In the diaspora, though, most Konkanis have no nearby community to reinforce the language. So Konkani children “are associated with kids of other ethnic groups. They speak Konkani because there are Konkani speakers at home, but naturally they don’t speak Konkani,” said Bijoor.
There are other reasons why Konkani has not survived well. Konkanis in the diaspora speak other languages, so no one needs to know Konkani to communicate with older generations. There are many language options.
In other ethnic groups, this is not the case, according to Stephane Charitos, director of the Language Resource Center at Columbia University. In his own French family, his great grandmother only spoke her local dialect, not French. To communicate with her, Charitos’s grandmother had to learn the local dialect to communicate with her mother. There weren’t other options.

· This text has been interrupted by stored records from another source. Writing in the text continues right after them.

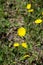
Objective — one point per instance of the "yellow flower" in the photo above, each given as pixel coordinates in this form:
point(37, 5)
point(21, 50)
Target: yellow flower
point(31, 10)
point(25, 56)
point(28, 6)
point(38, 21)
point(42, 13)
point(24, 45)
point(16, 44)
point(21, 32)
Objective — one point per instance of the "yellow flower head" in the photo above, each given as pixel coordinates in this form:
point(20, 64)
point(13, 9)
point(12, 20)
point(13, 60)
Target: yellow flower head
point(21, 32)
point(24, 45)
point(31, 10)
point(38, 21)
point(16, 44)
point(28, 6)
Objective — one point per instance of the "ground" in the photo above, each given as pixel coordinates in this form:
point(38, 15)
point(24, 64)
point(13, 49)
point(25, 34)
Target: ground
point(14, 15)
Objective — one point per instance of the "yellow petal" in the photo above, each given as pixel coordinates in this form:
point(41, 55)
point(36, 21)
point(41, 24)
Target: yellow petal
point(21, 31)
point(38, 21)
point(28, 6)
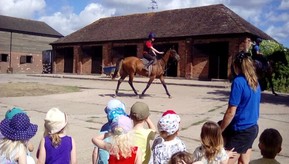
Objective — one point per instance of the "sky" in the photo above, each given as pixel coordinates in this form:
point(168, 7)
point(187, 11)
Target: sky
point(68, 16)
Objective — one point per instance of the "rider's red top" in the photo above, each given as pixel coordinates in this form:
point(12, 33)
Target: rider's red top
point(148, 46)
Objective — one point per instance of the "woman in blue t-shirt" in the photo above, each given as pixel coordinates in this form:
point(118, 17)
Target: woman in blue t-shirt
point(239, 124)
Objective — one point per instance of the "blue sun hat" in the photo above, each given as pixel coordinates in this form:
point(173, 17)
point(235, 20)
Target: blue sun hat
point(18, 128)
point(114, 108)
point(12, 112)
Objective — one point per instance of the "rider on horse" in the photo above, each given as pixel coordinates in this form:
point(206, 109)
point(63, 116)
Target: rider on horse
point(257, 55)
point(149, 51)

Languages shared by an entire nation, or among those who practice a religion together, remain stronger, said Charitos. His mother could learn French in school because the country enforced it, unlike a local dialect. “Hebrew was revived when a national state appeared,” he said, but there is no such driving force for Konkani.

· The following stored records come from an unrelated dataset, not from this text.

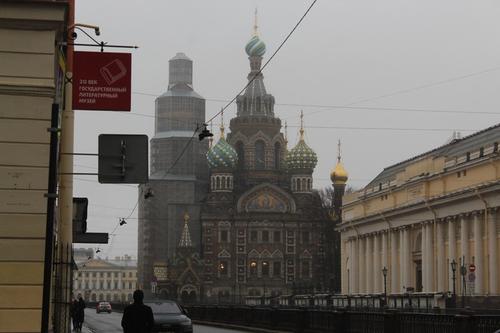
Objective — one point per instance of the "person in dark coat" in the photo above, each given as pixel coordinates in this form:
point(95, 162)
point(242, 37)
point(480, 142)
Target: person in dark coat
point(137, 317)
point(73, 312)
point(80, 312)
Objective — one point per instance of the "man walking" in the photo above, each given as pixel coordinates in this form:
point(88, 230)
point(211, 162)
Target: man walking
point(80, 312)
point(137, 317)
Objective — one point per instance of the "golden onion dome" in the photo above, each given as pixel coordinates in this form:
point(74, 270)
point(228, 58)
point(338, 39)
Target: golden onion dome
point(339, 175)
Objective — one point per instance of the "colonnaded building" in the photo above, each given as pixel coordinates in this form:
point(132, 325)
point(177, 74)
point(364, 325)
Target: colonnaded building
point(244, 222)
point(419, 216)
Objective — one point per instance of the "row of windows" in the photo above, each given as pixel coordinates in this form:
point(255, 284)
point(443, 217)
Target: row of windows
point(265, 268)
point(262, 236)
point(104, 285)
point(105, 274)
point(108, 297)
point(260, 155)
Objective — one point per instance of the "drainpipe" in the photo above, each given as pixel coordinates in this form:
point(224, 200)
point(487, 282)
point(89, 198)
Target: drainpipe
point(491, 249)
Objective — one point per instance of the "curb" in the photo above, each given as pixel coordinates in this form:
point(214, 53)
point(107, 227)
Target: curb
point(237, 327)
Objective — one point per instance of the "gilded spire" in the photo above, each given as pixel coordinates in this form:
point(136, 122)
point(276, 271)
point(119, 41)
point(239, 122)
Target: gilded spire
point(301, 125)
point(339, 175)
point(255, 25)
point(338, 152)
point(286, 134)
point(186, 236)
point(211, 139)
point(222, 123)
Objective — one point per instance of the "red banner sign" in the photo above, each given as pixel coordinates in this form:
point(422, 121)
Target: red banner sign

“I’m no longer optimistic about the future of Konkani,” said Jose Pereira, a former Fordham University professor and the leading Konkani scholar in the U.S. Pereira shared that pessimistic assessment in 2010 with the Gomantak Times, a daily paper published in Goa.
Like Charitos, Pereira noted the successful revival of Hebrew in Israel. “It’s plastered everywhere, on their walls; they speak it to their children and they speak it on the radio,” said Pereira. Konkani is not likely to undergo such a revival, he said, because “It has to fight too many forces that are too great for it to take on.”

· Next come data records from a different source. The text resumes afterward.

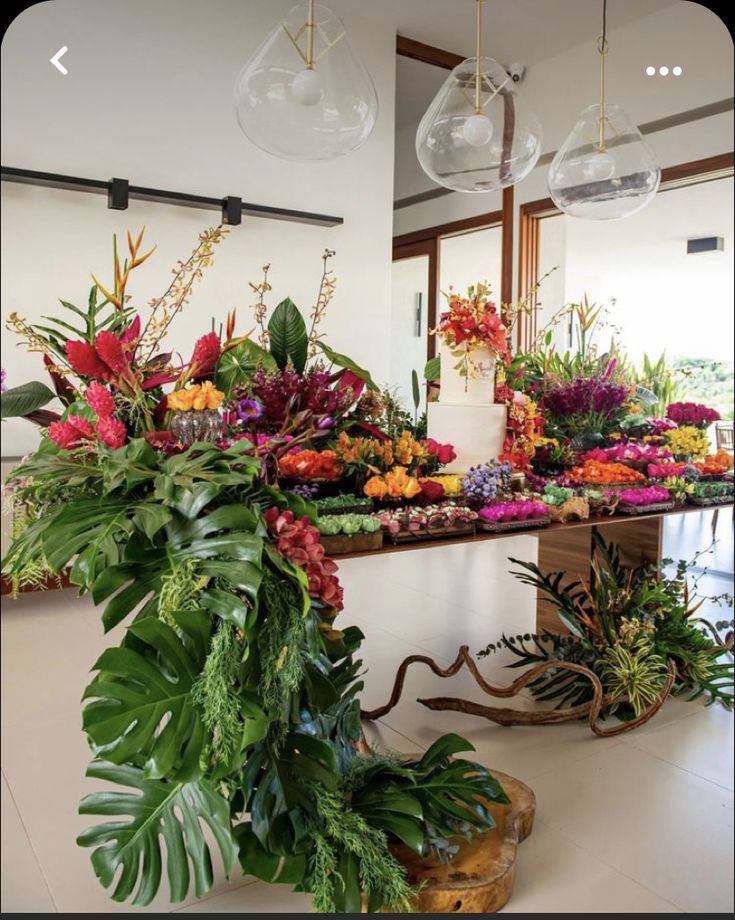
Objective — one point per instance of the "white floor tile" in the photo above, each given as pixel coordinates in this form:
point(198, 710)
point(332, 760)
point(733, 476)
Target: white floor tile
point(554, 876)
point(703, 746)
point(24, 888)
point(666, 829)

Among those forces: the assimilation of second and third generation Konkanis in the diaspora, a lack of diaspora language schools for Konkani, and a dearth of instruction materials. Though you can find Internet references to a book and CD called Konklish, aimed at teaching children the language, there is no apparent way to order it, and the author, Ramesh Kamath, did not respond to phone inquiries.
Back in Goa, though, Konkani’s survival seems more likely. In 1987, Goa was recognized as an official state of India, and Konkani became its official language with Devanagari as its official script. Konkani is now one of fifteen languages printed on the official Indian paper currency, the rupee.
And in 2009, a World Konkani Centre was created in Mangalore with a goal of reviving the language. Konkani is now a foreign language option in several secondary schools there, and the center created a site, Konkanverter.com, which does electronic conversions of Konkani script into other languages.
Online, there’s also a Konkani blog and Radio Idli, a web channel that aggregates Konkani audio from various sources.
So, in bits and pieces, the language does survive. But will it still go strong with my generation?
That’s still a big unknown, said Nina Padukone, another Konkani expatriate who lives New York.
“It doesn’t matter what I think myself,” said Padukone, who predicts Konkani’s fate will be determined by some future generation. “If that generation feels that there is value in it, then it will stay alive and it will continue.”